Responsible editor: 
Andreas Hotho

Submission type: 
Tool/System Report
Abstract: 
This paper presents a framework for collecting and analysing large volume social media content. The real-time analytics framework comprises semantic annotation, Linked Open Data, semantic search, and dynamic result aggregation components. In addition, exploratory search and sense-making are supported through information visualisation interfaces, such as co-occurrence matrices, term clouds, treemaps, and choropleths. There is also an interactive semantic search interface (Prospector), where users can save, refine, and analyse the results of semantic search queries over time.
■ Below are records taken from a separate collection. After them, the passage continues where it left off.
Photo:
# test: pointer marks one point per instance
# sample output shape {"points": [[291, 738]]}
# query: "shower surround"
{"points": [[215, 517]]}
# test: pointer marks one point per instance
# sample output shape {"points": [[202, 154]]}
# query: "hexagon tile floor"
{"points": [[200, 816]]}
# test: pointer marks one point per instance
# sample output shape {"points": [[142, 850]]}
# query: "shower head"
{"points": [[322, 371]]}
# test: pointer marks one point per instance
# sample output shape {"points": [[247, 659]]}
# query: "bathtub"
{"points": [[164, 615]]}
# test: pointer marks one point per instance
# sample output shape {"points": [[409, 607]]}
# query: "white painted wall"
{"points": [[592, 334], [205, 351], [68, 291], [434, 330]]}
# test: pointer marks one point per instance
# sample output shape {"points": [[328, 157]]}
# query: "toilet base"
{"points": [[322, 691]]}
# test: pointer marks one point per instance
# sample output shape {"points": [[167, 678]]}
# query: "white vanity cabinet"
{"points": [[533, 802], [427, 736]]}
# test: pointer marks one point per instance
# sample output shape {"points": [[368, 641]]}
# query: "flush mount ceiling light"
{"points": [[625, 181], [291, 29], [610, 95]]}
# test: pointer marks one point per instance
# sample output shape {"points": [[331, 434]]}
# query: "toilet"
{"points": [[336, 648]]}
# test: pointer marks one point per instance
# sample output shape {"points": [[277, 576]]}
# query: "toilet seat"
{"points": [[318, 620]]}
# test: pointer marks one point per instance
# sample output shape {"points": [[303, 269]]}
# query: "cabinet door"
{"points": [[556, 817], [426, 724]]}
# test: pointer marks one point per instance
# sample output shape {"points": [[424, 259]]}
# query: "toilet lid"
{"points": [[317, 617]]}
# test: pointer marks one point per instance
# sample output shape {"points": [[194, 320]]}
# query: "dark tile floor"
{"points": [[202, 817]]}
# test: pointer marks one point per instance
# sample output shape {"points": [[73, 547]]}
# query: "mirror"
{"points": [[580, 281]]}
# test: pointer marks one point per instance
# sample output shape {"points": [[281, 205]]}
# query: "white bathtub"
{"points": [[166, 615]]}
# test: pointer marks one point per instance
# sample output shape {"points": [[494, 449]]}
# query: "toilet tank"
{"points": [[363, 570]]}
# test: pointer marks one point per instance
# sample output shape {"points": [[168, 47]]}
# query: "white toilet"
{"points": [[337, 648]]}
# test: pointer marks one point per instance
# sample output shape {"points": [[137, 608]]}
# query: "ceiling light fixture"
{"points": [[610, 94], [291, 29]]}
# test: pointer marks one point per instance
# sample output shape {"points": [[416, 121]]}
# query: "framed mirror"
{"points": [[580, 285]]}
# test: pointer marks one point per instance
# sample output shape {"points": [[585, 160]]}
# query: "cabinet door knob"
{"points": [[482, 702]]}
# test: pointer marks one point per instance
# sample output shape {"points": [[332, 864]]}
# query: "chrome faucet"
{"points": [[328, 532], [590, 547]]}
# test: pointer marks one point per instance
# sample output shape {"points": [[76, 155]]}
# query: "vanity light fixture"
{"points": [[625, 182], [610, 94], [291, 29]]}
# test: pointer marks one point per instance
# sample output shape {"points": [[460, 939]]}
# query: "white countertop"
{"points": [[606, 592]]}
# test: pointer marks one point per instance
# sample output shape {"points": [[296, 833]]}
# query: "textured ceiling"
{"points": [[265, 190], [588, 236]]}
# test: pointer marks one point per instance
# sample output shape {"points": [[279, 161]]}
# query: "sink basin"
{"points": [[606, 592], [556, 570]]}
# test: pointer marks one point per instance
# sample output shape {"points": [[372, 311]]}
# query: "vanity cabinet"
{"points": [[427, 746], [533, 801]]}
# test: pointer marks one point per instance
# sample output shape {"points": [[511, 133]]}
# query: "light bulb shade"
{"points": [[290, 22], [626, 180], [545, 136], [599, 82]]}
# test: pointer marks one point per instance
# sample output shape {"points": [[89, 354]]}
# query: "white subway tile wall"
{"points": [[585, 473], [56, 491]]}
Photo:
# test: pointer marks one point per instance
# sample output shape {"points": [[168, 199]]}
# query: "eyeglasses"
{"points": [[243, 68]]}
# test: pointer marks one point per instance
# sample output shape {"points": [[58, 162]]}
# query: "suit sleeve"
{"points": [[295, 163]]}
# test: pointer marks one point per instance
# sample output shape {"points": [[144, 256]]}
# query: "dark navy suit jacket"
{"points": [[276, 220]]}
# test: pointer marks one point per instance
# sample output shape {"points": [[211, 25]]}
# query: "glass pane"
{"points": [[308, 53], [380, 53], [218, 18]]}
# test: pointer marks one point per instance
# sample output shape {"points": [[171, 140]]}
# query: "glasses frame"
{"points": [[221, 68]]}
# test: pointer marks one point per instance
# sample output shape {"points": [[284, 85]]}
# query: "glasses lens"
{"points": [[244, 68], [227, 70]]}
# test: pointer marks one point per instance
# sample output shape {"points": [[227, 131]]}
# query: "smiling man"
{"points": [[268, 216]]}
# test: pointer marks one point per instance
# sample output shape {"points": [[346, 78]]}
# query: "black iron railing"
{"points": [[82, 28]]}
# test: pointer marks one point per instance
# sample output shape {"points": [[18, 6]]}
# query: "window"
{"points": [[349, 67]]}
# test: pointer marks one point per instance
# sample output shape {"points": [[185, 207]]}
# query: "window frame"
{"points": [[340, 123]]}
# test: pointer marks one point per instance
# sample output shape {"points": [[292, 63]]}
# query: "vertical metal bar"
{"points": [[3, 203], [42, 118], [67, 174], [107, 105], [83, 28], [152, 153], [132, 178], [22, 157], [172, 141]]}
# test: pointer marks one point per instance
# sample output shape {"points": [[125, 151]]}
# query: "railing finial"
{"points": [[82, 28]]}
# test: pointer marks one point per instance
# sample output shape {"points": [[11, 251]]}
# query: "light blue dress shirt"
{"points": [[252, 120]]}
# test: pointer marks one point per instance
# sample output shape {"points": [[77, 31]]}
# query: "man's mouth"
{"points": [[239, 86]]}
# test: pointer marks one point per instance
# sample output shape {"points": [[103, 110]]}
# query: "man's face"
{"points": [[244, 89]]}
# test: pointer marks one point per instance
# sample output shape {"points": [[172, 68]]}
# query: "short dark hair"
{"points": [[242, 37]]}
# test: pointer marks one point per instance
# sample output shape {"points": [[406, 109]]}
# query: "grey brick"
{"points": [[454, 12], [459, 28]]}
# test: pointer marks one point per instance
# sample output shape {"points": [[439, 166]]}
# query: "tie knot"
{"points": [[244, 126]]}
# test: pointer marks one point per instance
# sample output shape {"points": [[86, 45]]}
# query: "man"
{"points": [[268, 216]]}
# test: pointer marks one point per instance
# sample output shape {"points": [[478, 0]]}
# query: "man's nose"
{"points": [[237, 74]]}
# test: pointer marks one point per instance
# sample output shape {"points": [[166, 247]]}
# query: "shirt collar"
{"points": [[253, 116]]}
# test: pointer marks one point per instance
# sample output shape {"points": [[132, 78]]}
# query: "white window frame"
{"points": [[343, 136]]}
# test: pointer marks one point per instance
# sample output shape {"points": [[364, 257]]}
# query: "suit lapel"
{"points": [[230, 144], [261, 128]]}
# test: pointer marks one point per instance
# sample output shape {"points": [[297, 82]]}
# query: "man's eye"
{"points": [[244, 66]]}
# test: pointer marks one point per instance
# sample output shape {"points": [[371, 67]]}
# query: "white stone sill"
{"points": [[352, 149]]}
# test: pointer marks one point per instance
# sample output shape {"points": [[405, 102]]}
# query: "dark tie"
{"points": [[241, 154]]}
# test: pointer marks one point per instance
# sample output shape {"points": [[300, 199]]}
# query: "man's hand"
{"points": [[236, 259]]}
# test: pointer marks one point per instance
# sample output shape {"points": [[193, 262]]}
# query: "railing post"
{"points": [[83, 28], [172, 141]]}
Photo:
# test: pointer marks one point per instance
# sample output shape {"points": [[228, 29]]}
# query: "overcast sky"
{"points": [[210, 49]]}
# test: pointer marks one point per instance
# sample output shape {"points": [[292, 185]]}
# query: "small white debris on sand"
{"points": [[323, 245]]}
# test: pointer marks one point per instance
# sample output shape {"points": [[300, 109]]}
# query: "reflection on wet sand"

Practical use of the framework is exemplified through two case studies: a general scenario analysing tweets from UK politicians and the public's response to them in the run up to the 2015 UK general election, and an investigation of attitudes towards climate change expressed by these politicians and the public, via their engagement with environmental topics. The paper also presents a brief evaluation and discussion of some of the key text analysis components, which are specifically adapted to the domain and task, and demonstrate scalability and efficiency of our toolkit in the case studies.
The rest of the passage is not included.